Provided exclusively to National Mortgage Professional Magazine by David Beadle, president of BestInfo, Inc., home of the BestRates cell, pager and e-mail rate alert service for mortgage industry subscribers. A reading of "1" has the lowest impact on rates, while "10" has the highest. Although carefully verified, data are not guaranteed as to accuracy or completeness. BestInfo, Inc. cannot be held responsible for any direct or incidental loss or liability incurred by applying any of the information or opinions in this feature.
July Vehicle Sales
Rate Impact: 6
With the federal "cash for clunkers" program in effect as of approximately July 24, it will be interesting to see if federal stimulus efforts have had any meaningful effect on domestic car sales. A previously passed temporary new car sales tax deduction did not seem to have much impact. And because the complex “clunkers” rules limit the number of vehicles which qualify as excess polluters, and the EPA-calculated MPG of cars and trucks which can be purchased as discounted replacements, Congress may have created another program which gives the illusion of incentives without delivering the goods. Furthermore, the “clunkers” rebate is delivered by participating new car dealers, which potentially adds a number of complicated negotiating scenarios to the purchase process.

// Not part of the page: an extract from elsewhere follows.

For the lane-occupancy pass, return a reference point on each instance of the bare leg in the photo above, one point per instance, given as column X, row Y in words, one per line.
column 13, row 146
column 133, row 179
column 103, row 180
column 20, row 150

June Personal Incomes & Spending
Rate Impact: 5
It's been clear for the past two years that both income and spending have been crashing in synch with the rise in the unemployment rate and weekly jobless claims. Earnings and outlays were both hovering near the 6 percent mark on a year-over-year basis until May 2007. Suddenly, they started a nose-dive to zero and spending continued falling to almost 2 percent below the flat line, where it is currently located. While there's been a lot of talk about a consumer recovery later this year, either during the back-to-school period or the holiday shopping season, the fact remains that if the unemployment rises into the serious double-digits, most consumers will continue to pinch pennies. And the government may be the only spending entity in the game, using borrowed funds which eventually may force income tax rates higher.
July Employment Report
Rate Impact: 10
The national unemployment rate jumped from 8.5% in March to 9.5% in June and most analysts conceded it is on a trajectory to rise above 10% in the near future. The question is how high it will rise. Some Wall Street analysts are now saying that number could be 16%, well above what has been the consensus. The key debating point is whether consumers are in a generational spending downturn rather than a standard cyclical pullback. The answer to this question will depend largely upon whether or not the jobs which have been lost in the current downturn will return. For instance, will displaced auto workers find new jobs building cars for other makers, or will they be forced to re-train and transition into new careers in other industries?
July Consumer Prices
Rate Impact: 9
The days of mild price hikes appear to be ending. Overall consumer prices soared 0.7 percent in June, with the report coming just one day after the June producer price index notched a stunning 1.8 percent gain on the back of higher energy prices. Even the wholesale-level core rate (excluding food & energy) was on the upswing, rising 0.5 percent. If a combination of higher commodity prices and higher federal debt levels push consumer inflation higher, the bond market may react with a major selloff which could push the 10-Year U.S. Treasury yield back to its historical average of three percent above the inflation rate. Translation: the U.S. 10-Year could return to 5.5 percent, two percent higher than it was in mid-July.